On le sait peu, mais le riz n’est pas seulement natif d’Asie : il a aussi été domestiqué en Afrique il y a bien longtemps ! 

 

Début avril, Kinomé était en Guinée-Bissau pour faire l’évaluation finale d’un programme visant à aider les riziculteurs et salicultrices de la mangrove. 

 

Dans ce petit pays coincé entre le Sénégal et la Guinée, des paysans labourent les rizières, façonnent des digues, et creusent des canaux d’irrigation uniquement à la main, avec un outil en forme de pelle, appelé K’bindé en langue balante. Un travail colossal ! Les femmes, elles, produisent du sel en faisant de bouillir de l’eau salée sur des feux de bois. Cette technique, très pénible, provoque des problèmes de santé à cause des fumées, et participe à la dégradation des forêts. 

 

Un canal de drainage dans les rizières.

 

Le projet DEDURAM (pour Développement DURable de l’Agriculture de Mangrove), est mis en œuvre par l’association Guérandaise Univers-Sel, qui travaille depuis plus de 20 ans en Afrique de l’ouest pour diffuser des techniques novatrices, à la fois de saliculture solaire (travail facilité et zéro déforestation) et de gestion de l’eau dans les rizières (récoltes sécurisées et meilleur rendement). Le projet a été financé par l’Union Européenne et l’AFD. 

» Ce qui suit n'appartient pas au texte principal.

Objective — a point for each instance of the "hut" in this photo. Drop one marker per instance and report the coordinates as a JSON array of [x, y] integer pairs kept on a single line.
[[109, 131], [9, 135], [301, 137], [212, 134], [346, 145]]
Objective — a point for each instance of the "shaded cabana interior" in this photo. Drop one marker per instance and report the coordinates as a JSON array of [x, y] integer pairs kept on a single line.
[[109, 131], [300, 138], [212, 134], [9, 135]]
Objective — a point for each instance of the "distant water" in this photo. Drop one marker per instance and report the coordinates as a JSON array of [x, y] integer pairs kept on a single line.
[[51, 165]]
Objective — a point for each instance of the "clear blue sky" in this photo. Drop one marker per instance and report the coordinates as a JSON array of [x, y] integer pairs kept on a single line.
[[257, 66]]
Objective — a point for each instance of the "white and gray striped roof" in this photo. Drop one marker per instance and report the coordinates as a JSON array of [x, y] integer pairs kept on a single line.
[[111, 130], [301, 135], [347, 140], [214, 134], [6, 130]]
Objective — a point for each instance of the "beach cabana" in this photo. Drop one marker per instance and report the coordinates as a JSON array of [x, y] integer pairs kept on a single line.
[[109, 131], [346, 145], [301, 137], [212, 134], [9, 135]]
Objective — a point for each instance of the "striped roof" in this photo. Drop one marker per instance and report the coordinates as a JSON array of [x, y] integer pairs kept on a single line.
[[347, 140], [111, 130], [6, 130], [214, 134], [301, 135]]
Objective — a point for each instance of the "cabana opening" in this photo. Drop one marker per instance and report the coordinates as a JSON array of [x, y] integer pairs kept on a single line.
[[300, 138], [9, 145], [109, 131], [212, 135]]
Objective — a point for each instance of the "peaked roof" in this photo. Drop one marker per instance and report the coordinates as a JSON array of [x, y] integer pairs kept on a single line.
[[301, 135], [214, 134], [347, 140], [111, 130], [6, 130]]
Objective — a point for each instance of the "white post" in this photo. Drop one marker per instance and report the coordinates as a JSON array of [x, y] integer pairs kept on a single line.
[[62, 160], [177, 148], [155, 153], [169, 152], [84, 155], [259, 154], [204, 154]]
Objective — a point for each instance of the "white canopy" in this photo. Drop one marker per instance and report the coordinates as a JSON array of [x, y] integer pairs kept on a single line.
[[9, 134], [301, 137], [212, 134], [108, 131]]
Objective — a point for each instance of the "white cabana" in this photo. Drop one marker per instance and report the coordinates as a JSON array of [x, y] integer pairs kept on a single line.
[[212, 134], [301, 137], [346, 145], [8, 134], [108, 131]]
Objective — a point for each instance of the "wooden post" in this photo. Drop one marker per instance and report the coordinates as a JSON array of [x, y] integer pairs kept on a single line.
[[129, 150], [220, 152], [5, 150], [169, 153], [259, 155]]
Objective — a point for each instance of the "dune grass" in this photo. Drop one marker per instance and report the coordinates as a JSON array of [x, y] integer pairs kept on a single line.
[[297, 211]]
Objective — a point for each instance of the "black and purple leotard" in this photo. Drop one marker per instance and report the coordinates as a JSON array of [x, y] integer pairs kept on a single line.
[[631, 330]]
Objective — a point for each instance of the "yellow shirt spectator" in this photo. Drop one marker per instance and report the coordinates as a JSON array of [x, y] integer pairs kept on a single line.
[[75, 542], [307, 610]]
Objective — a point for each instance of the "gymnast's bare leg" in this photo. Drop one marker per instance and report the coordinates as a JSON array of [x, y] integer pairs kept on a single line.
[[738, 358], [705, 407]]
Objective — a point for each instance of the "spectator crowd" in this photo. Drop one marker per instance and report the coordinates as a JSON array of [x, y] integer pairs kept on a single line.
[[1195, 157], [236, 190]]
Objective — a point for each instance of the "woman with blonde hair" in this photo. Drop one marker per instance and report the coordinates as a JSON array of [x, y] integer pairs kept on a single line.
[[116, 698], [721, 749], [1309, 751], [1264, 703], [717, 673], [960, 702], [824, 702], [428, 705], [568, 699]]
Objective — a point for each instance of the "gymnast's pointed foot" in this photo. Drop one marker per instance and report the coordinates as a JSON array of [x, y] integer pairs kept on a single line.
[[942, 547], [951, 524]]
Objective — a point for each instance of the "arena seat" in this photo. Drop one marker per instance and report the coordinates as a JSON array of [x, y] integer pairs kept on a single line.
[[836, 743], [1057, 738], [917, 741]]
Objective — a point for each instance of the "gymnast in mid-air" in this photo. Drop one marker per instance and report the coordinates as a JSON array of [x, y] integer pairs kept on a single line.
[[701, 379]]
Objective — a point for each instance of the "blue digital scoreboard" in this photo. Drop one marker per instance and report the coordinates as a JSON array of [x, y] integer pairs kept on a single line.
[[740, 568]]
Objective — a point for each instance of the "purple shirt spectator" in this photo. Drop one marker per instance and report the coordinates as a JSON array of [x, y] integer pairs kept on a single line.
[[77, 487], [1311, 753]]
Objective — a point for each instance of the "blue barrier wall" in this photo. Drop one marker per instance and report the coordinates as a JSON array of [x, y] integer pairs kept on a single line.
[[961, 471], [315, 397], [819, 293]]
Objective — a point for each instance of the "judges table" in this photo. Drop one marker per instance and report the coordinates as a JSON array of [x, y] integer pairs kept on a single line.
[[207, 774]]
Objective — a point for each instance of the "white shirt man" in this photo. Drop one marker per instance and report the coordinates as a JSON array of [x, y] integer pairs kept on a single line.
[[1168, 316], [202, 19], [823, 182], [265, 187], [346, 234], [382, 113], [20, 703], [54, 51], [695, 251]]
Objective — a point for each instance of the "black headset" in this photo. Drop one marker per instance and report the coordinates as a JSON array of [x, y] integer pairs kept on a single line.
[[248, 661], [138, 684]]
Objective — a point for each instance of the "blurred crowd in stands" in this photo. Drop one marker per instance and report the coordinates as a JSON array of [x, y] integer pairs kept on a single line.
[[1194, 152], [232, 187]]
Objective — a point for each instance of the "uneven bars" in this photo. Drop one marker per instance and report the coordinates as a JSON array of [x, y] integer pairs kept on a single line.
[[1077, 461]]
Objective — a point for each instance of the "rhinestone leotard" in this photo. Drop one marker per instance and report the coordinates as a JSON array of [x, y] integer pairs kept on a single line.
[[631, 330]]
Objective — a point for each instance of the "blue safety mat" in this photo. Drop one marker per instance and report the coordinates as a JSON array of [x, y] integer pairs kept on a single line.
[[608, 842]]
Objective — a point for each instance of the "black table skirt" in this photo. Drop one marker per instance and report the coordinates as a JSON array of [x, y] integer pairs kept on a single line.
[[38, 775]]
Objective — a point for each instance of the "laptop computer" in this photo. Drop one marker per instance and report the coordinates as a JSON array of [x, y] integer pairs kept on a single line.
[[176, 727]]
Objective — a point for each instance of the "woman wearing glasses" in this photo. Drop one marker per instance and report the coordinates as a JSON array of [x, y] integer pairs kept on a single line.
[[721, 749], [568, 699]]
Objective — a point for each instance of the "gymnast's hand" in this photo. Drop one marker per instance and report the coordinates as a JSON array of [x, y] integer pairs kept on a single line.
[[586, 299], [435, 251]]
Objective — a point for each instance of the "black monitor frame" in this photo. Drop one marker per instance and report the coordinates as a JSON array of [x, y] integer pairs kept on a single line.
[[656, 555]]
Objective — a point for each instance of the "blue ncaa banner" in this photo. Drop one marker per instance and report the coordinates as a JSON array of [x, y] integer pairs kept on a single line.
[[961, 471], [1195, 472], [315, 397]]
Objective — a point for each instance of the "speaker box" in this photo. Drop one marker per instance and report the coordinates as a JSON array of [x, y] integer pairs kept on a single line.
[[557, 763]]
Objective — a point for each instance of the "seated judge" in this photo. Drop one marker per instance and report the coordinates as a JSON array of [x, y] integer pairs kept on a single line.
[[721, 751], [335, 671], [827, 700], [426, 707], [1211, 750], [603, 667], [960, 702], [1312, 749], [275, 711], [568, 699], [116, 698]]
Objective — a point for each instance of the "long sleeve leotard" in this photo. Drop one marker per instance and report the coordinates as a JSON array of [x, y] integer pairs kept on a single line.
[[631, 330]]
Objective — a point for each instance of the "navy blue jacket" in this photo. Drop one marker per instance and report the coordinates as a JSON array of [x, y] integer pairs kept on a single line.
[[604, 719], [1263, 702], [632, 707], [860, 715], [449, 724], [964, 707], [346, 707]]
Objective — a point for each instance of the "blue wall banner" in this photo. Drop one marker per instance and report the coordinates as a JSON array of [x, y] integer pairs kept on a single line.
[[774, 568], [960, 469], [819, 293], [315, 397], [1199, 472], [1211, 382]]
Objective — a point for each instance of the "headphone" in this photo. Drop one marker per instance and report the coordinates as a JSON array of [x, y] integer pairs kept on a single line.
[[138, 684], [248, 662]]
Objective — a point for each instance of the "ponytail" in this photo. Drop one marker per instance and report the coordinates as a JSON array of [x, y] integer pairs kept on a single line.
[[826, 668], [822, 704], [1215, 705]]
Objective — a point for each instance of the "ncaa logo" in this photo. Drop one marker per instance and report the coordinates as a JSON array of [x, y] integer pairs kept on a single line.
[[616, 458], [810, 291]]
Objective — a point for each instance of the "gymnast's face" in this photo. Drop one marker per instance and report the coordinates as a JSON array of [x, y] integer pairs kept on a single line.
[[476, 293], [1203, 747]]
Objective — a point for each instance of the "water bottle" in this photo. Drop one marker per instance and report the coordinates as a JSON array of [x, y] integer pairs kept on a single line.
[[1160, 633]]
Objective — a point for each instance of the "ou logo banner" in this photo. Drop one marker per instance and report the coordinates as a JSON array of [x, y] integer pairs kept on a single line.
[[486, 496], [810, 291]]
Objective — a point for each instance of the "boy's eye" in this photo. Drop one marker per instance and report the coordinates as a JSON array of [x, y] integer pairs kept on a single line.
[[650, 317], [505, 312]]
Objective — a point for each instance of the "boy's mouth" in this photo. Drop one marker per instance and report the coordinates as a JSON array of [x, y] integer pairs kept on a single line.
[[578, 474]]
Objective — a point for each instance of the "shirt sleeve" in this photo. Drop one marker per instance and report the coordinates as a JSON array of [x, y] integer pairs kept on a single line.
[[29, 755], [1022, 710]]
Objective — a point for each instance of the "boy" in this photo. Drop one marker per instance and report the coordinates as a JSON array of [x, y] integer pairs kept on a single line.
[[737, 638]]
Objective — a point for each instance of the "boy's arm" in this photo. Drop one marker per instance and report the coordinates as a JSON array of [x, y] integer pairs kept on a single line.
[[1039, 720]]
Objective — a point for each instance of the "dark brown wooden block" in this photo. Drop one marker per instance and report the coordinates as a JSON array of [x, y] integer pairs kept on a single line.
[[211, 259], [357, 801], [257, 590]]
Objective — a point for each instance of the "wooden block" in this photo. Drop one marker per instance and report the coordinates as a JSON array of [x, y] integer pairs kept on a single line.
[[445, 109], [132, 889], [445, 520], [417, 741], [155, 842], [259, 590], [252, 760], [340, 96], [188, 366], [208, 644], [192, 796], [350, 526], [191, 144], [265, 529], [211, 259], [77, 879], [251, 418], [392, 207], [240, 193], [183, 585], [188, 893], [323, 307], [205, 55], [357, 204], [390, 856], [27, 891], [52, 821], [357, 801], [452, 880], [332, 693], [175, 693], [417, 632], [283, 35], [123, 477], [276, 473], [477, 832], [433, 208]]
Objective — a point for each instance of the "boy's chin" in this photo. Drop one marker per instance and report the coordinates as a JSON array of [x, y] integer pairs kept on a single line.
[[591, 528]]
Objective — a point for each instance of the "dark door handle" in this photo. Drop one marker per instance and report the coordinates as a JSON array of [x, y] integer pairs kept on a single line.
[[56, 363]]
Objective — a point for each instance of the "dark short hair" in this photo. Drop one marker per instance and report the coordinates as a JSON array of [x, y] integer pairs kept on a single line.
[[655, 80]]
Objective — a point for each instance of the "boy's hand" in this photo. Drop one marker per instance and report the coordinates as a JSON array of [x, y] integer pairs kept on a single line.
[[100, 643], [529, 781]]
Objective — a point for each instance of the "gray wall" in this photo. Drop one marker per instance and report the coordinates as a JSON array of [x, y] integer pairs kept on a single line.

La méthode traditionnelle de production du sel : une saumure (solution saturée en sel, obtenue en filtrant de l’eau à travers de la terre sèche et salée) est chauffée sur feu de bois. Quand l’eau s’évapore, le sel commence à cristalliser et peut être récupéré. Cette méthode implique une grande consommation de bois, et surtout un travail très pénible : toute la journée dans la fumée et la chaleur, alors même que le soleil tape déjà fort !

 

L’équipe a pu visiter plusieurs villages bénéficiaires du projet, rencontrer les paysannes concernées qui leur ont fait part de leur satisfaction, de leur confiance dans le projet, mais aussi de leurs besoins pour la suite. Le terrain a enfin été l’occasion de mettre les pieds dans la boue, (re)goûter au vin de cajou et en apprendre beaucoup les techniques et la culture locale. 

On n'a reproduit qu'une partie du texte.